Paul David Wiggin (born November 18, 1934) is a former American football player and coach who currently serves as the senior consultant for pro personnel with the Minnesota Vikings.

After graduating from Stanford University in 1957, he spent his entire 11-year playing career as a defensive end with the Cleveland Browns until his retirement following the 1967 NFL season.  Twice earning Pro Bowl honors, Wiggin was a key member of the team's defensive line when it won the 1964 National Football League title with a 27–0 shutout of the Baltimore Colts.

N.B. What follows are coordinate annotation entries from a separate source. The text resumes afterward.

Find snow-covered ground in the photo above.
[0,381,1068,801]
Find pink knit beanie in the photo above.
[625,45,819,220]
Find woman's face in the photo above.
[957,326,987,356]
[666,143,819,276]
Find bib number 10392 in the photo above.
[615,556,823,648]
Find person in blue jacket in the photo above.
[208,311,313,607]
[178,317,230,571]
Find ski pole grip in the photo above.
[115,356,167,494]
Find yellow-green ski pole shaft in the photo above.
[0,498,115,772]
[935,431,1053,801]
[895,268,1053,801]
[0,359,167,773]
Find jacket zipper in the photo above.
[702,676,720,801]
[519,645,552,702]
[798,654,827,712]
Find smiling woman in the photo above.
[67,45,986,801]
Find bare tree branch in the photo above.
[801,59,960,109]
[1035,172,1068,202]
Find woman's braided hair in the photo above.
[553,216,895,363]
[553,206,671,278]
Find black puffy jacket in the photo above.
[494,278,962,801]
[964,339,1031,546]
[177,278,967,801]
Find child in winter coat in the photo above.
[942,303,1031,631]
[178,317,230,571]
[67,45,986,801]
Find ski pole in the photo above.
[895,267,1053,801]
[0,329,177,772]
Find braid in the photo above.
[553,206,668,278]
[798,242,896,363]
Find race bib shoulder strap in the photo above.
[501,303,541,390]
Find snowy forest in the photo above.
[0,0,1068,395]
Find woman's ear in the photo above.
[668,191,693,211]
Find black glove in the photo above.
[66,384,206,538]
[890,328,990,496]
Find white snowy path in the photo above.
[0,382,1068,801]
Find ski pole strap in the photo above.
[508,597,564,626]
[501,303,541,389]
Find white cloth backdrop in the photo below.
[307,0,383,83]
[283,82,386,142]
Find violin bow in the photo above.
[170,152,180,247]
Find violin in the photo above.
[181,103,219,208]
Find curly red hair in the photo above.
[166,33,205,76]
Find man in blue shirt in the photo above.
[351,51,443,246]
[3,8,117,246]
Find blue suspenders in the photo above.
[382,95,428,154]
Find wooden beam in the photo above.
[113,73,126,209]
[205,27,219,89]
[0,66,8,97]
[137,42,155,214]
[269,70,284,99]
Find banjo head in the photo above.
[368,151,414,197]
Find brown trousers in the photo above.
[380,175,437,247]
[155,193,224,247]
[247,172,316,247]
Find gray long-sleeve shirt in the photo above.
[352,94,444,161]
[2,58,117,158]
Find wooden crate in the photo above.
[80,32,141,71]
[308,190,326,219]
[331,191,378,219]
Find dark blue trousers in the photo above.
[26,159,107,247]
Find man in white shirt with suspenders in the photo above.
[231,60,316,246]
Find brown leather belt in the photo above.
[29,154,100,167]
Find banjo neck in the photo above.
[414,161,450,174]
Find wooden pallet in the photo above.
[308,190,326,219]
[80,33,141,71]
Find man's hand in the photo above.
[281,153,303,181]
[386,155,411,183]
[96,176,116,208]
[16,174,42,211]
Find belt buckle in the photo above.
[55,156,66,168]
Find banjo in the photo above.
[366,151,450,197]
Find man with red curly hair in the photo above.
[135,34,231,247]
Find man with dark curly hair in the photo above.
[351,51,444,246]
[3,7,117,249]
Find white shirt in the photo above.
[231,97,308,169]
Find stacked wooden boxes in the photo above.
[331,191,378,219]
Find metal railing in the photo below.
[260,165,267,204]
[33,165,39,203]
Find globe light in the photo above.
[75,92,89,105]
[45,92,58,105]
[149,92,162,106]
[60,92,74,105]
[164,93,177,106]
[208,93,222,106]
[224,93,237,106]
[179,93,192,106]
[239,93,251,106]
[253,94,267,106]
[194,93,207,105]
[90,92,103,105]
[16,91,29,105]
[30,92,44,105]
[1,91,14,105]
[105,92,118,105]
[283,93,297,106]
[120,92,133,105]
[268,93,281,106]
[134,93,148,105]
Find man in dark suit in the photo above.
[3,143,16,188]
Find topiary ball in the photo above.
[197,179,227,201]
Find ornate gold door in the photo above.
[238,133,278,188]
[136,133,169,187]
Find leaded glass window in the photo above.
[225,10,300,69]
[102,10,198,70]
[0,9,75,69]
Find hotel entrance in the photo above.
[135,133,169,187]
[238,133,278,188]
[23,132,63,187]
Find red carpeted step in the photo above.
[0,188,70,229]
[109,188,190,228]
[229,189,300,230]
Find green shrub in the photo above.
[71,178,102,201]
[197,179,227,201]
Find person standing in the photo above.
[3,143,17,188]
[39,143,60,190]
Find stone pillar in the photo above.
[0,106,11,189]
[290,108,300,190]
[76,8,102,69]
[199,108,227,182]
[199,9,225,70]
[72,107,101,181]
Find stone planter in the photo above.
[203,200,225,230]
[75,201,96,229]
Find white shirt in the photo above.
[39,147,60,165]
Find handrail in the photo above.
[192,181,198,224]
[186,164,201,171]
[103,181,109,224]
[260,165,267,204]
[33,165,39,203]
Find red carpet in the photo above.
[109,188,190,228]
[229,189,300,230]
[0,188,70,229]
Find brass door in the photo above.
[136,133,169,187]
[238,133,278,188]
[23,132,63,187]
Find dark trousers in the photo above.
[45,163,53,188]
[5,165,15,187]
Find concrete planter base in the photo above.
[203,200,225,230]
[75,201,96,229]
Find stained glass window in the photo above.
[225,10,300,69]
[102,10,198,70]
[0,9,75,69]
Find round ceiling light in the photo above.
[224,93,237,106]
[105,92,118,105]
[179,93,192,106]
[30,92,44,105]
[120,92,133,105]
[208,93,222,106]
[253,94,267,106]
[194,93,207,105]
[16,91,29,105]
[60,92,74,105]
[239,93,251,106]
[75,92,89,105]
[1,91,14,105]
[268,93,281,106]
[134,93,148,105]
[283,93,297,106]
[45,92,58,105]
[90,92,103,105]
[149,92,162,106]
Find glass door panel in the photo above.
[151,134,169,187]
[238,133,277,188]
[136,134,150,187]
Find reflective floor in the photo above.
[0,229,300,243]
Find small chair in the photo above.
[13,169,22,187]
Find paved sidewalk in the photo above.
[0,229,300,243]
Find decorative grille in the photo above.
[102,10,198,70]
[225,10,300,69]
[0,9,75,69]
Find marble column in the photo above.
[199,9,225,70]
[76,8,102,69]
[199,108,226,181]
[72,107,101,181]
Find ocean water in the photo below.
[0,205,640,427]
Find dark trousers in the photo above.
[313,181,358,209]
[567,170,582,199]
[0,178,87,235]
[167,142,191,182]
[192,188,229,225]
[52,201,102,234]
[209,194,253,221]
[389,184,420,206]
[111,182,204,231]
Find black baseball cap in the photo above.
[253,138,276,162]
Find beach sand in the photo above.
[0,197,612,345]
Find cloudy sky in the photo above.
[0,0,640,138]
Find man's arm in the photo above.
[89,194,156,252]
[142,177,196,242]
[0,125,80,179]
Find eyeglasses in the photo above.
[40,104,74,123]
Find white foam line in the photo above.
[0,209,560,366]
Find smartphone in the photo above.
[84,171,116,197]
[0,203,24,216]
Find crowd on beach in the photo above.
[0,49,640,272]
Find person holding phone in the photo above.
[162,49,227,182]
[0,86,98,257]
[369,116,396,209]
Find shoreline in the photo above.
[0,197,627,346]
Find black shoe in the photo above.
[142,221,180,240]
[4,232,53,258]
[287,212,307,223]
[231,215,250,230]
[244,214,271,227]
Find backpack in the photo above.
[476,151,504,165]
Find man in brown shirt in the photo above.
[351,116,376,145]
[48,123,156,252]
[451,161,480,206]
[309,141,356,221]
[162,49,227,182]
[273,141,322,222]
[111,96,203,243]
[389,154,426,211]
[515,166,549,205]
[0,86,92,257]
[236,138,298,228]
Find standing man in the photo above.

He was named an assistant coach with the San Francisco 49ers on February 14, 1968, spending the next seven seasons with the team until being hired as head coach of the Kansas City Chiefs on January 23, 1975. After compiling an 11–24 mark in less than three seasons, Wiggin was fired following a 44–7 loss against his old team, the Browns, on October 30, 1977.

After Dick Nolan was named as head coach of the New Orleans Saints in 1978, he once again hired Wiggin as the team's defensive coordinator.  Spending two years in the position, Wiggin then was hired as head coach at his alma mater, Stanford, on February 1, 1980.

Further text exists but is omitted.